I put the book back on the shelf, and walked inside to say good morning to the owner who was sitting in her usual spot behind the high counter.
“I was amused to find a book on your sale cart outside,” I said.
“Oh? Which one is that?” she asked.
“My book; the one I wrote.”
“What’s the title?” She seemed genuinely interested.
“Moral Ambiguity. It was my first book.”
“Really? How interesting.”
I continued by saying that I was going to take a look around to see what was new, and then I rounded the corner to the literature section to start scanning the shelves in hopes that something I couldn’t live without would pop out. After a few minutes, nothing did, so I moved on to mystery, cooking, philosophy and “new arrivals.”
I wondered when my book had been a new arrival. I hadn’t been in for about three months, but prior to that, I’d never spotted Moral Ambiguity on any shelf. I hadn’t been looking, but I wondered how long they’d kept it before deciding that it was taking up too much space and needed to be cleared out. Additionally, how odd that I happened to stroll by and see it before some thrifty reader snatched it up for that amazing price and sprinted home to dive into the story of Kevin Gregory and Jimmy Standridge.
There were a few books that interested me, but since I’d wandered there on foot, I didn’t think I needed them so badly that I would walk two miles to my home with over ten pounds of books. I headed toward the front of the store and paused for a moment to comment once more on my earlier discovery.
“I must say, you made my day providing a great laugh. I still can’t believe I saw my own book on your sale cart.”
“Mmmm,” she replied with a smile.
Mmmm. My mind jumped immediately to the film Breakfast at Tiffany’s (based on Truman Capote’s novel) when Paul Varjak, played by George Peppard, and Holly Golightly, played by Audrey Hepburn, walk into the New York Public Library to find a copy of his book. Holly convinces him to sign it, and the librarian is furious, even though Holly thinks the library should consider it a wonderful thing to have an autographed copy.
Was I really so taken with myself to think that the bookstore owner should have hurried outside the second I pointed out to her that Moral Ambiguity was on the markdown cart? Did she need to take advantage of the fact that an actual real-life author of one of the books she had in stock had happened by, and get his signature in order to pump up the value? She could explain later to her husband and co-owner that something so fortuitous doesn’t happen every day, and that bag of magic beans they’d tossed out the door was actually potential treasure for them.

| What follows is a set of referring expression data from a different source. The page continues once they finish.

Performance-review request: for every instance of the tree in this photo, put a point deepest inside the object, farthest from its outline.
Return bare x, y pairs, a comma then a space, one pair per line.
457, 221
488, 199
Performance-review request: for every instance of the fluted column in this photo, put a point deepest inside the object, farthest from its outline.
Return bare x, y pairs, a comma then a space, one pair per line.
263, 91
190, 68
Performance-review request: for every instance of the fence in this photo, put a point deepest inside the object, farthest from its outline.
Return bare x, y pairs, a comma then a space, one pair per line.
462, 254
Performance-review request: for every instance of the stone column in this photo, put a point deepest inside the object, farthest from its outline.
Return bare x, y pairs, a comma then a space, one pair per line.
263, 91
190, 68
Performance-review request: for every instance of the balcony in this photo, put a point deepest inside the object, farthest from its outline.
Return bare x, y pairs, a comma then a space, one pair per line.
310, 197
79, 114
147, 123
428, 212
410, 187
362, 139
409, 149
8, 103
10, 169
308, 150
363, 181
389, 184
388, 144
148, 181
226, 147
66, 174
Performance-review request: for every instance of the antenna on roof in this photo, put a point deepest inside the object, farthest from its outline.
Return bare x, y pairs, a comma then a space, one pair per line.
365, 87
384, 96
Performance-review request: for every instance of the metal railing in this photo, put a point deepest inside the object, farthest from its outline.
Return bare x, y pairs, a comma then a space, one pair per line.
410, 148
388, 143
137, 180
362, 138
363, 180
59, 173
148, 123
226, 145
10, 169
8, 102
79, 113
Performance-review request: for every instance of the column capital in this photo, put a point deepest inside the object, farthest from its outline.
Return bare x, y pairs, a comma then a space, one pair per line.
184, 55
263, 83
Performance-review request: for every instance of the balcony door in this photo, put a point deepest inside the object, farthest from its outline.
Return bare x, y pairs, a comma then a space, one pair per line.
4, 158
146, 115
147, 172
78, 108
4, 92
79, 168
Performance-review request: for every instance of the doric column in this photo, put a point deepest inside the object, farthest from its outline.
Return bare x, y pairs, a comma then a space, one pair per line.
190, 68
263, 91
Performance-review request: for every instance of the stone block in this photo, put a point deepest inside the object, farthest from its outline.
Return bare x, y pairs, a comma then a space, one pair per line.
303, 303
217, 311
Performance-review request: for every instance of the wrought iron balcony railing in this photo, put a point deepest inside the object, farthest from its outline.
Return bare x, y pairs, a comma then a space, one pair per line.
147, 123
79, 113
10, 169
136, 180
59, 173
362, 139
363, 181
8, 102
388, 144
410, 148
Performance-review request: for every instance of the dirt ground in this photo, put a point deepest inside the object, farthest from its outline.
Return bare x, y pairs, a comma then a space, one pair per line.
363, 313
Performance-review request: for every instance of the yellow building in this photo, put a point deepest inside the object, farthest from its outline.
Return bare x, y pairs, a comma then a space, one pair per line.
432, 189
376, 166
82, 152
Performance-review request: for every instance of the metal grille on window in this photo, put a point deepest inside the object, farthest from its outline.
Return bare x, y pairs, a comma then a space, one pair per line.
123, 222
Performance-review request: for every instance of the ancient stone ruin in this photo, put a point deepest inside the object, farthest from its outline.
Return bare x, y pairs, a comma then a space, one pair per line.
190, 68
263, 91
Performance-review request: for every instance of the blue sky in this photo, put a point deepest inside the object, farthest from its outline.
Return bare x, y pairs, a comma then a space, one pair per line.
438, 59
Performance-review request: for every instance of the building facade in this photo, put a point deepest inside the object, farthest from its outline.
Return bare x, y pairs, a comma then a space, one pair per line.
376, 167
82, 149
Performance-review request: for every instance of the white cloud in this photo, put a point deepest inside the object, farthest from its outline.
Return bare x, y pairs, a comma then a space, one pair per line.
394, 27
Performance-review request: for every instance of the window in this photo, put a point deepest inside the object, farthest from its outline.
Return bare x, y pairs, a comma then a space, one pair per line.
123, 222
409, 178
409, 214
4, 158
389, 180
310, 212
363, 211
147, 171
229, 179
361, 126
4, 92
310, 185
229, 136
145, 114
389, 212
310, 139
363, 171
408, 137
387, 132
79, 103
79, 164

She did not make such a request. She didn’t even bother to ask me about the plot. I rounded the corner and headed home. At some point, it occurred to me that one person’s trash is another person’s labor of love—a multi-year project that finally came to fruition with the hope of ending up on millions of bookshelves—and yet another person’s two-dollar sale. At least my book was twice as expensive as that nice history of the Borgias.